Till Total £202.96
25 Customers
SATURDAY, 18 JULY
Online orders: 1
Orders found: 1
Nicky opened the shop. She had made some sort of concoction that involved chocolate fudge cake, cherry pie, strawberries and yoghurt. Apparently it was ‘healthy’ because of the fruit and yoghurt. I politely declined her kind invitation to try some.
Shortly before lunch a customer marched up to the counter and asked, ‘Is there anyone around here who makes bookcases?’
Me: We made our own, but most joiners will build you a bookcase if you ask them.
Customer: But I’m looking for someone who specialises in them and makes them habitually.
After being told that there was nobody around here who ‘makes them habitually’, he spent a good ten seconds attempting to leave the shop by repeatedly pushing against the door which you have to pull to open.
Till Total £310.47
33 Customers
MONDAY, 20 JULY
Online orders: 3
Orders found: 3
Flo spent most of the day labelling the Random Book Club parcels. We couldn’t find the Royal Mail forty-eight-hour delivery stamp – three of us (me, Flo and Emanuela) spent about two hours looking for it (it’s normally in a plastic box under the counter with all the other mail supplies) – so I took the boxes of parcels to the post office for Wilma to process instead. There were roughly 150 of them. RBC mailing usually works out at about £1.80 per book using the online mailing system we have on contract with Royal Mail. Sending them via the post office they averaged £2.20. Flo’s idiotic comment of the day: ‘Do the Scottish islands count as overseas?’
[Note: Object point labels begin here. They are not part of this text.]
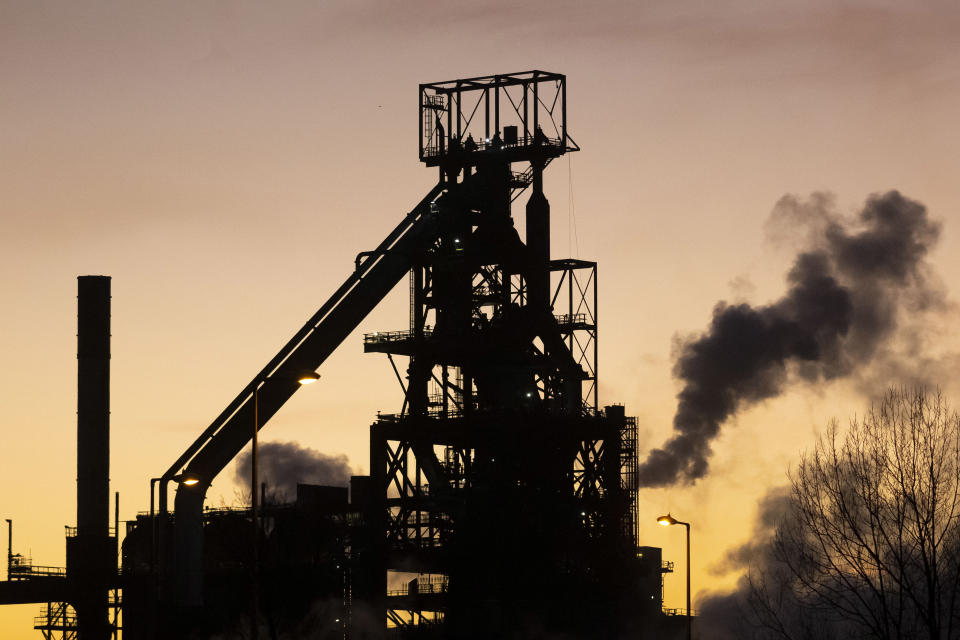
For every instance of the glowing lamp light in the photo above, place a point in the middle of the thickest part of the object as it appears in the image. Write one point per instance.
(186, 479)
(666, 520)
(308, 378)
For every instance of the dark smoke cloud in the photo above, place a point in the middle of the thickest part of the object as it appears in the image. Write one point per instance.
(283, 465)
(847, 289)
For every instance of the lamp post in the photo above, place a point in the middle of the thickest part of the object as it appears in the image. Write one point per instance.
(9, 545)
(666, 521)
(182, 478)
(305, 378)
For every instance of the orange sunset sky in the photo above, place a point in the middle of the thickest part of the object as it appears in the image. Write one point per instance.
(224, 161)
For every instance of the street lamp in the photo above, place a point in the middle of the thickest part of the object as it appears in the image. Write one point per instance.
(187, 479)
(307, 377)
(667, 521)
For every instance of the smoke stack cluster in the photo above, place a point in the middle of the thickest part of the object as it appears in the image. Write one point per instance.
(846, 291)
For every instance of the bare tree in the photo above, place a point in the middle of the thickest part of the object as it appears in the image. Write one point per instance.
(871, 540)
Flo and Emanuela continued sorting through the boxes from Melrose. They got very excited when they found a set of Golliwog books that were selling online for about £40 each.
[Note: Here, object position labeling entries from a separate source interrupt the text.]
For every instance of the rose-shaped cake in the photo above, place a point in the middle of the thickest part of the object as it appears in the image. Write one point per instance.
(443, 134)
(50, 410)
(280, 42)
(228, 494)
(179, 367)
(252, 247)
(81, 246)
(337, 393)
Janetta came to clean the shop at 3 p.m., as she does every Monday, and found the missing Royal Mail forty-eight-hour stamp within about five minutes of arriving.
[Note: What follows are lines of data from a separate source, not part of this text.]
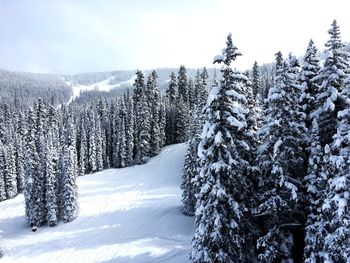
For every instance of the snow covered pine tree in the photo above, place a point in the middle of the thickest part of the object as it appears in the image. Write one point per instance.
(220, 229)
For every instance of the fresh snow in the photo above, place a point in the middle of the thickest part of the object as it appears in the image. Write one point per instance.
(126, 215)
(101, 86)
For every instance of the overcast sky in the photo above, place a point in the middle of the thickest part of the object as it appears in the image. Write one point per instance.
(72, 36)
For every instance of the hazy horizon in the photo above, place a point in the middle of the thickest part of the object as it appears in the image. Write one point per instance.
(69, 37)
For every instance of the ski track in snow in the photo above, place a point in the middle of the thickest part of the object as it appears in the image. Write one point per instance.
(129, 215)
(101, 86)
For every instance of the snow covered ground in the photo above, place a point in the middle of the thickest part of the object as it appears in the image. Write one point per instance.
(126, 215)
(101, 86)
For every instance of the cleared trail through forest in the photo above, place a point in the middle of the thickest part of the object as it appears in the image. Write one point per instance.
(126, 215)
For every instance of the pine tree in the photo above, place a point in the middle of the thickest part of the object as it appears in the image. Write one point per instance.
(154, 105)
(281, 163)
(68, 195)
(172, 91)
(82, 150)
(315, 182)
(129, 130)
(337, 200)
(191, 95)
(31, 172)
(99, 145)
(219, 223)
(19, 152)
(10, 175)
(162, 123)
(256, 81)
(50, 182)
(182, 83)
(92, 148)
(182, 121)
(142, 149)
(332, 77)
(309, 71)
(2, 173)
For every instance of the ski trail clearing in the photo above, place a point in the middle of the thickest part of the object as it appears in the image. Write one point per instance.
(126, 215)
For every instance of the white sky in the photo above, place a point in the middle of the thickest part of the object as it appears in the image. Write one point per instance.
(72, 36)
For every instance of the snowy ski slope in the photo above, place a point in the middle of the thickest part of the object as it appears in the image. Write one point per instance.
(126, 215)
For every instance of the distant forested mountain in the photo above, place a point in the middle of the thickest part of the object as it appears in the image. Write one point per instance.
(21, 89)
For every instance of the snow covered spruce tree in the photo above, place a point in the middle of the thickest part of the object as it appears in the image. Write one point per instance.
(256, 85)
(2, 173)
(337, 199)
(31, 172)
(68, 173)
(326, 183)
(50, 182)
(221, 228)
(281, 164)
(154, 101)
(310, 84)
(332, 77)
(191, 163)
(142, 121)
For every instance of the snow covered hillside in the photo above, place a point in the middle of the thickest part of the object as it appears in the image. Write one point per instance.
(104, 85)
(126, 215)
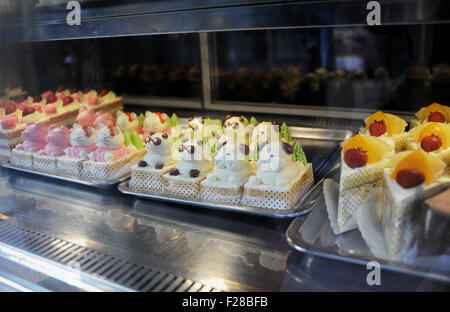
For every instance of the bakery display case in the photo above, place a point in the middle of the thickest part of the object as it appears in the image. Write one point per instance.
(224, 145)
During supper with Anna and Emanuela tonight, Emanuela started complaining about her various ailments. I commented that it was very unusual for someone a mere twenty-five years old to be so afflicted (bad knee, bad back, terrible eyesight), to which she replied, ‘Yes, but I am eighty-five years old inside, like an old granny.’ And in that moment her new nickname was born: ‘Granny’.
Till Total £699.29
53 Customers
TUESDAY, 21 JULY
Online orders: 2
Orders found: 2
I left Flo and Granny (Emanuela) running the shop to go to the Borders to meet with another childhood friend, Tris, who kindly spent the day teaching me a type of cast that is useful on larger rivers, or where there are trees near the bank. It’s known as the Spey cast. We met up on the River Tweed (about three hours’ drive away). After fishing for a few hours I had tea with him and his wife, Delia, a good friend from my teenage years and former neighbour on the farm on which I grew up. She runs a cafe/gallery in Lilliesleaf, in the Borders. We compared the seasonality of our businesses and the similar trials we face with staffing costs and other things that you only really discover when you’re running a small enterprise in rural Scotland. Back home at 9 p.m. to find that Flo had made a huge display of the Golliwog books. I took them down immediately. They are far from politically correct. In fact, it conflicts me enormously when I’m buying books and come across this sort of thing. They have value, both financial and historical, but who knows into whose hands they will fall: possibly those of someone with a curious historical interest in attitudes to skin colour or someone who wishes to use them in a contemporary context either to ridicule them or to raise issues of racial prejudice – or perhaps those of a racist. Certainly, I don’t want visitors to the shop to be greeted with an enormous display of them.
Till Total £299.67
30 Customers
WEDNESDAY, 22 JULY
Online orders: 1
Orders found: 1
Only one order today. Flo spent the day listing books on FBA. She managed 120 yesterday, but among them were things that I don’t imagine will ever sell for more than a penny on Amazon, but for which Monsoon is bringing up prices of £5 or £6, such as Edwina Currie’s autobiography. I should probably sit down with Flo and explain this: Nicky intrinsically understands, probably from working in the shop for so long, but Flo will happily put a P. G. Wodehouse in the bin if Monsoon shows that it is available on Amazon for a penny, despite every one of his titles selling like hot cakes in the shop for £2 or £3, even in tatty paperbacks.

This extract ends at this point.